Let's look at why Microsoft would use these structs:
- Each struct,
Entry
and Enumerator
, represent single values.
- Speed
Entry
is never passed as a parameter outside of the Dictionary class. Further investigation shows that in order to satisfy implementation of IEnumerable, Dictionary uses the Enumerator
struct which it copies every time an enumerator is requested ...makes sense.
- Internal to the Dictionary class.
Enumerator
is public because Dictionary is enumerable and must have equal accessibility to the IEnumerator interface implementation - e.g. IEnumerator getter.
Update - In addition, realize that when a struct implements an interface - as Enumerator does - and is cast to that implemented type, the struct becomes a reference type and is moved to the heap. Internal to the Dictionary class, Enumerator is still a value type. However, as soon as a method calls GetEnumerator()
, a reference-type IEnumerator
is returned.
What we don't see here is any attempt or proof of requirement to keep structs immutable or maintaining an instance size of only 16 bytes or less:
- Nothing in the structs above is declared
readonly
- not immutable
- Size of these struct could be well over 16 bytes
Entry
has an undetermined lifetime (from Add()
, to Remove()
, Clear()
, or garbage collection);
And ...
4. Both structs store TKey and TValue, which we all know are quite capable of being reference types (added bonus info)
Hashed keys notwithstanding, dictionaries are fast in part because instancing a struct is quicker than a reference type. Here, I have a Dictionary<int, int>
that stores 300,000 random integers with sequentially incremented keys.
Capacity: 312874
MemSize: 2660827 bytes
Completed Resize: 5ms
Total time to fill: 889ms
Capacity: number of elements available before the internal array must be resized.
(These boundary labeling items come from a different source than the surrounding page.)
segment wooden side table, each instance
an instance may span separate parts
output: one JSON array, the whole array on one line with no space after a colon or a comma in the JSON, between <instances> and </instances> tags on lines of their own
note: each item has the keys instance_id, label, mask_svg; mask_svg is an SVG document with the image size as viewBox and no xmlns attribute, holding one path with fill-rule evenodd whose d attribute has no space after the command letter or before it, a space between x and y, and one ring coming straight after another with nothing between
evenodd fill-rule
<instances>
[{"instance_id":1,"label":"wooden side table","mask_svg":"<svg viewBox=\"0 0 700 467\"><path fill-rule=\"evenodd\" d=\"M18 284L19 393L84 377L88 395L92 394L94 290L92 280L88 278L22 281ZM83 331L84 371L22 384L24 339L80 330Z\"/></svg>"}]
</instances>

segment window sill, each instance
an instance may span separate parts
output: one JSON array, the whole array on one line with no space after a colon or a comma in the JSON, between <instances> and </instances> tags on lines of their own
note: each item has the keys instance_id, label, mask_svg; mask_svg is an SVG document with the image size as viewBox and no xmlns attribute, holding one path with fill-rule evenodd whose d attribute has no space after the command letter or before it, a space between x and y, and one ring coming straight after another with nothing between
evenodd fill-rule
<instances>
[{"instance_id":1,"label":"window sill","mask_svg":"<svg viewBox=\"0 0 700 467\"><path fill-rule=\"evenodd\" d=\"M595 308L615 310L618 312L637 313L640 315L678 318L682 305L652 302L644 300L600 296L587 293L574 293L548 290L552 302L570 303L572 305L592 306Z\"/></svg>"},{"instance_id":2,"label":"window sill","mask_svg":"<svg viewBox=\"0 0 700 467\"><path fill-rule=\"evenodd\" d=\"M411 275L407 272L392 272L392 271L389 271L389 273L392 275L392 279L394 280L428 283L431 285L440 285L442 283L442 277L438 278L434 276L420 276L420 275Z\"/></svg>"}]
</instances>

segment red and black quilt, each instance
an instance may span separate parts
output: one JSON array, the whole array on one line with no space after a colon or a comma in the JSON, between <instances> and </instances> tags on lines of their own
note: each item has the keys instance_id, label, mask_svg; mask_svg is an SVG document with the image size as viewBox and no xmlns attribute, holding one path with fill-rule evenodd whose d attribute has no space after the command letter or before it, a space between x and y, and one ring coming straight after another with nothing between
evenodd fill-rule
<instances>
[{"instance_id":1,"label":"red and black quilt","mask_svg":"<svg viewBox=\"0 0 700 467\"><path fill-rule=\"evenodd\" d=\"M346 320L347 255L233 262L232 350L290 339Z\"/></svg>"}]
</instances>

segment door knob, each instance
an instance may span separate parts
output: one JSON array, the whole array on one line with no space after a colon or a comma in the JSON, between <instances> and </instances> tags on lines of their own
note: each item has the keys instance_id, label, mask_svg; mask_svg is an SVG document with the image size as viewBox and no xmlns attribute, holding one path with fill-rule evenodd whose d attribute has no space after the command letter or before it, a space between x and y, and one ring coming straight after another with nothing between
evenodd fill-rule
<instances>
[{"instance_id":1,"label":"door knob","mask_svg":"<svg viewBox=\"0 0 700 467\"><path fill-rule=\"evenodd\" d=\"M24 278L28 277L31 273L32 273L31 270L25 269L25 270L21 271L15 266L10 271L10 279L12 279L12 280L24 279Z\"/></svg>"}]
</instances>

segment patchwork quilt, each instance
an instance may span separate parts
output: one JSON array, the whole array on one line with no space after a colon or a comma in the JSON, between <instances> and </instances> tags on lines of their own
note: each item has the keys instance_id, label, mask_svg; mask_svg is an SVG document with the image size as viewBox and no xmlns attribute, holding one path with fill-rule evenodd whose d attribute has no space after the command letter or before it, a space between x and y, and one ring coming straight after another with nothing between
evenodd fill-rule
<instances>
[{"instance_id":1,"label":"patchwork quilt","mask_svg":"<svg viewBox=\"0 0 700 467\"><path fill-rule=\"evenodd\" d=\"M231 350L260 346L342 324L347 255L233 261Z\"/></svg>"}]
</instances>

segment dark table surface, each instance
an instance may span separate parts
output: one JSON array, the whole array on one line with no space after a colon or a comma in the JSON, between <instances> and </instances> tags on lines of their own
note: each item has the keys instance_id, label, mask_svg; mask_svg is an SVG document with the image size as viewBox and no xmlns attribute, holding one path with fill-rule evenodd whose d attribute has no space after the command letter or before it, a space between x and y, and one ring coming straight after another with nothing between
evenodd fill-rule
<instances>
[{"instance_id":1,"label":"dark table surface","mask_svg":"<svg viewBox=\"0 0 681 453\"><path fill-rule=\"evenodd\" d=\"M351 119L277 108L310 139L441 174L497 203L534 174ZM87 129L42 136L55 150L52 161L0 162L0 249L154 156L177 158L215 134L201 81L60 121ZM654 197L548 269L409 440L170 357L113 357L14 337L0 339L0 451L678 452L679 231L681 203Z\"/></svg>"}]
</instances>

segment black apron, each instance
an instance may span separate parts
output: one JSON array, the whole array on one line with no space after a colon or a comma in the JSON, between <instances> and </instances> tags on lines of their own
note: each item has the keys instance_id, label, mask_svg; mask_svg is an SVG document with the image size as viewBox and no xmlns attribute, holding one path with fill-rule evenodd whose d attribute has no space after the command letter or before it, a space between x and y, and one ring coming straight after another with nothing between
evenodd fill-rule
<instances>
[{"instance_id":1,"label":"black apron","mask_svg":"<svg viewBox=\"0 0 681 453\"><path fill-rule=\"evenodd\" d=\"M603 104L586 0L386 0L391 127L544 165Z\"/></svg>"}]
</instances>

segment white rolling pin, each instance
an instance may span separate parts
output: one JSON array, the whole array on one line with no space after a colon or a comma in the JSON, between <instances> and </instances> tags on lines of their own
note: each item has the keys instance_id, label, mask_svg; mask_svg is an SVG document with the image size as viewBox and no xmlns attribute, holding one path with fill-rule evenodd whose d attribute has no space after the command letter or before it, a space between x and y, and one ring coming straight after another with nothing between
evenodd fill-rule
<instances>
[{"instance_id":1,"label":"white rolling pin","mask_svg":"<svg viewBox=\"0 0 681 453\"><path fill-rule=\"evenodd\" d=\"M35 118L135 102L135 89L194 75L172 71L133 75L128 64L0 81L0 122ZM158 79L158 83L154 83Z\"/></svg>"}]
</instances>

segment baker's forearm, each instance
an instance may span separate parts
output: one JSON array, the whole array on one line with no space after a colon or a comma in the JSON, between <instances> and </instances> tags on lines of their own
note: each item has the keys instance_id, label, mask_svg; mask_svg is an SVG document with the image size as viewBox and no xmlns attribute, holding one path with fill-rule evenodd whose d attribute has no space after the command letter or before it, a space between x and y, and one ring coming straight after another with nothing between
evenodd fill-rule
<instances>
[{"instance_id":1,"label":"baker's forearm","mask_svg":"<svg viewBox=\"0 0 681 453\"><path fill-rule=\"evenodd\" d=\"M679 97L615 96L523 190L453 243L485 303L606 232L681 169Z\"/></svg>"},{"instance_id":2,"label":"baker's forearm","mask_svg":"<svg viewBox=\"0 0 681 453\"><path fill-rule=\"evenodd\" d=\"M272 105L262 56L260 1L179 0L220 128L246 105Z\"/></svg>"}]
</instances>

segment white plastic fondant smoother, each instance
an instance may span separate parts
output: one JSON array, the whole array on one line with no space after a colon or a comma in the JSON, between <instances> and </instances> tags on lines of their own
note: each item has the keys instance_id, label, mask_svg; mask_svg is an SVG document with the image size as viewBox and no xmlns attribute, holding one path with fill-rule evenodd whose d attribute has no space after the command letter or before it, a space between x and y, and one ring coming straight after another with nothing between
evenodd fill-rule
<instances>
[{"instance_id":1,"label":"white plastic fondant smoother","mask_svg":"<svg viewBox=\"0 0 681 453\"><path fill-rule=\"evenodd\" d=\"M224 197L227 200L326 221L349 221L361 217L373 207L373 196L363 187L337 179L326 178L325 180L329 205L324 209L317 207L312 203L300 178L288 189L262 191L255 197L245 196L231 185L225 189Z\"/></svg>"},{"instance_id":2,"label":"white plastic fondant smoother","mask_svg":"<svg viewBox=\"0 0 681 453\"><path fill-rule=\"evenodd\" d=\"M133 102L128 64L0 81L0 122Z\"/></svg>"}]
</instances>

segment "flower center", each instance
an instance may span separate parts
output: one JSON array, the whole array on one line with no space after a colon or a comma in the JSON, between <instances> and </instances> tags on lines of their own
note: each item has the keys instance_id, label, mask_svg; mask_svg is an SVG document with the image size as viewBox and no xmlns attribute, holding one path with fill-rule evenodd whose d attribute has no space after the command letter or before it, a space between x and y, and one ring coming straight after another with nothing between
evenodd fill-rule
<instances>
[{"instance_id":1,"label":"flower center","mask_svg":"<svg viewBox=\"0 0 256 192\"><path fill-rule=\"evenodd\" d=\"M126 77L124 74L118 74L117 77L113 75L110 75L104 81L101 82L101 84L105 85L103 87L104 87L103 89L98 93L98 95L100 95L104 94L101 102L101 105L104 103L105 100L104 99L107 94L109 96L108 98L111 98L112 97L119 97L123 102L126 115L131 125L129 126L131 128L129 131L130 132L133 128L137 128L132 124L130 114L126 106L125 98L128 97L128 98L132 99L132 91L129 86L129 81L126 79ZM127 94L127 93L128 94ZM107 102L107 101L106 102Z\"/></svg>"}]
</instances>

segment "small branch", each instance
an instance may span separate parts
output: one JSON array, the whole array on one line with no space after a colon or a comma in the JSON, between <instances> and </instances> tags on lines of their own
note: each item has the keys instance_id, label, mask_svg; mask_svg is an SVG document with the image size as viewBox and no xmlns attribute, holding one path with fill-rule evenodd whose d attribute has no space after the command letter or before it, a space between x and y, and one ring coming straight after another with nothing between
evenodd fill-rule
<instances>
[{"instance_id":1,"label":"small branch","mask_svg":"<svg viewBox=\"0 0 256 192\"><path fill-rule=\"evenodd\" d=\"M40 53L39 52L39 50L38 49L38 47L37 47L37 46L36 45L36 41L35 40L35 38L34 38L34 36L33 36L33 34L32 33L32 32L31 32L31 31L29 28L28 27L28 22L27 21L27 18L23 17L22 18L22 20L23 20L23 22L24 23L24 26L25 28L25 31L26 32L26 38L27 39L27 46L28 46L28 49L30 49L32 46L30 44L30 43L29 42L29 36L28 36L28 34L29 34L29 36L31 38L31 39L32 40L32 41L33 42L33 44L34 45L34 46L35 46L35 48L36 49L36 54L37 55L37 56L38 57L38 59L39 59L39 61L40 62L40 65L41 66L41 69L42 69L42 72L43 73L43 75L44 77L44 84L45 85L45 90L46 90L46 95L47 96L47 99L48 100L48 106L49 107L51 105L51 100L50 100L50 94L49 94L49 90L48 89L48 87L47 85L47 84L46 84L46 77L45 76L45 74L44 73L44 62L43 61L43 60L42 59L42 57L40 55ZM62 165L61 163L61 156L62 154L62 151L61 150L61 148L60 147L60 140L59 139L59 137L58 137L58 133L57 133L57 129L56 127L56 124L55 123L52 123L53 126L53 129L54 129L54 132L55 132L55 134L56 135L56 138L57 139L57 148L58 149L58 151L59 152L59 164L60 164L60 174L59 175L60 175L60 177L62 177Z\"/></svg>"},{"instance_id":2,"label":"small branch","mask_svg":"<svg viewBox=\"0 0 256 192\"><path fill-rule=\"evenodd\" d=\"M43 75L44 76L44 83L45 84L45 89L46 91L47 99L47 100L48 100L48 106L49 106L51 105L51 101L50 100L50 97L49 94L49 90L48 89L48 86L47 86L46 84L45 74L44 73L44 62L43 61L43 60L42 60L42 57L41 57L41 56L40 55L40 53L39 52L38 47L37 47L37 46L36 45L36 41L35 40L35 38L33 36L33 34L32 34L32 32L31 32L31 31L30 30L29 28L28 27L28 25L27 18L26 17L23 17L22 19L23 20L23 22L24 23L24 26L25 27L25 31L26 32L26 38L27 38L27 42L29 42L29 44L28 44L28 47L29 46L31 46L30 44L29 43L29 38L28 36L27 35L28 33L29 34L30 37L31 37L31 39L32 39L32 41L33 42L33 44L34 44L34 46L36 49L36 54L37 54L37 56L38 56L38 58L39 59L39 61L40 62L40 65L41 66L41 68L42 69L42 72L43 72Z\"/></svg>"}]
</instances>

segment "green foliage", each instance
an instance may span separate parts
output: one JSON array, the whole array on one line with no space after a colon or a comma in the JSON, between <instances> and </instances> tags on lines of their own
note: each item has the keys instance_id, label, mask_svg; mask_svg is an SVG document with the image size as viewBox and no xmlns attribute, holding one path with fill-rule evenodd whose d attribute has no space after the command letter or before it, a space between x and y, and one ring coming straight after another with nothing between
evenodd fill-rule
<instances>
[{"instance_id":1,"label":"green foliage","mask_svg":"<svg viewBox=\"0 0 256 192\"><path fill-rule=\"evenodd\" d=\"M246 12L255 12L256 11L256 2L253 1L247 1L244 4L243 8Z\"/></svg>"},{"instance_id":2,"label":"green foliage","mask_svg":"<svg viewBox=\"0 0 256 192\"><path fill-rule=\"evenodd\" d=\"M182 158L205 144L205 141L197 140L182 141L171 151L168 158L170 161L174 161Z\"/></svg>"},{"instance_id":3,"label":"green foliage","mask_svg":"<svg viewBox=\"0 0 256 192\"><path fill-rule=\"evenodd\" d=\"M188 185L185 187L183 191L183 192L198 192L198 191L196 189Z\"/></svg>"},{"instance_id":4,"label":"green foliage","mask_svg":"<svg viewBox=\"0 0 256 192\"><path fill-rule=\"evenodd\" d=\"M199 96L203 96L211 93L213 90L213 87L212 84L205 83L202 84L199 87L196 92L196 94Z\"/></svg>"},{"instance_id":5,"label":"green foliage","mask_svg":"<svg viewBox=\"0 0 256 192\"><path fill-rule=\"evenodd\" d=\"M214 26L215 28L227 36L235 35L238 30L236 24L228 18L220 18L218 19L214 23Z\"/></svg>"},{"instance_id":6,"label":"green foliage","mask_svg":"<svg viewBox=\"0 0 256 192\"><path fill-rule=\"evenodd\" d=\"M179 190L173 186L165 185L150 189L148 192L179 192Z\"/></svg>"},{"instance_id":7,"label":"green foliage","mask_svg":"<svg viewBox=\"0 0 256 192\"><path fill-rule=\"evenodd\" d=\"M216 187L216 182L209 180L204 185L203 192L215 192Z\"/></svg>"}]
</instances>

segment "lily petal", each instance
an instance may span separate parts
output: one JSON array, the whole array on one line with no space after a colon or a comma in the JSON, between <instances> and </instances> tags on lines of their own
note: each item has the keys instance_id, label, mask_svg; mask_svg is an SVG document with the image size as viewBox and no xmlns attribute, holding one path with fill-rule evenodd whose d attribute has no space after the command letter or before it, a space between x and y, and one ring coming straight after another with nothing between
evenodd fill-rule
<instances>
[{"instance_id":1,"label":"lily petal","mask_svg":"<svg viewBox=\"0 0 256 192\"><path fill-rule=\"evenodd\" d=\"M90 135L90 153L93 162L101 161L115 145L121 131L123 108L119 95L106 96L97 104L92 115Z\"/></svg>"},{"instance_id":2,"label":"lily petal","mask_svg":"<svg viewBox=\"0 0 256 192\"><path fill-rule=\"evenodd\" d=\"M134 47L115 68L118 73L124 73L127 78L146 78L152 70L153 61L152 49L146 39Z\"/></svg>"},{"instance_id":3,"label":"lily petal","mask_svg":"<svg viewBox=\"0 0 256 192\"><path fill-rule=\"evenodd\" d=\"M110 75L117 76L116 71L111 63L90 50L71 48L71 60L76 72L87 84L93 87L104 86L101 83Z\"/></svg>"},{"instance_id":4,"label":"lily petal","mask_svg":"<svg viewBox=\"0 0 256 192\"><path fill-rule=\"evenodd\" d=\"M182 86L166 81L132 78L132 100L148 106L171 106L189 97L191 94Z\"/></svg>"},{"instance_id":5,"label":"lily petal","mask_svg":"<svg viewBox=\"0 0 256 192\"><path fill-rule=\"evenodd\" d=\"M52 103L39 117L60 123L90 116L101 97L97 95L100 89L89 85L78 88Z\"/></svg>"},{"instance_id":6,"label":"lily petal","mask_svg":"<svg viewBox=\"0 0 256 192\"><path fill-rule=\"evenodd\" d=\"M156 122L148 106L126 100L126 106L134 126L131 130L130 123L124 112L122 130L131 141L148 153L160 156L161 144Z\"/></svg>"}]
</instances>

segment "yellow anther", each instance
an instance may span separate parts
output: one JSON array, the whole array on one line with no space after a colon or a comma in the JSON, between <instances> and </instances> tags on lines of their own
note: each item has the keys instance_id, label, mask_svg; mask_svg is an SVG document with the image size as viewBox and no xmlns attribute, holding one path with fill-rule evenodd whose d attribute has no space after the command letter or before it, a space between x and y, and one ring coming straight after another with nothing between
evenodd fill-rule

MemSize: determined by serializing the dictionary into a MemoryStream and getting a byte length (accurate enough for our purposes).
Completed Resize: the time it takes to resize the internal array from 150862 elements to 312874 elements. When you figure that each element is sequentially copied via Array.CopyTo()
, that ain't too shabby.
Total time to fill: admittedly skewed due to logging and an OnResize
event I added to the source; however, still impressive to fill 300k integers while resizing 15 times during the operation. Just out of curiosity, what would the total time to fill be if I already knew the capacity? 13ms
So, now, what if Entry
were a class? Would these times or metrics really differ that much?
Capacity: 312874
MemSize: 2660827 bytes
Completed Resize: 26ms
Total time to fill: 964ms
Obviously, the big difference is in resizing. Any difference if Dictionary is initialized with the Capacity? Not enough to be concerned with ... 12ms.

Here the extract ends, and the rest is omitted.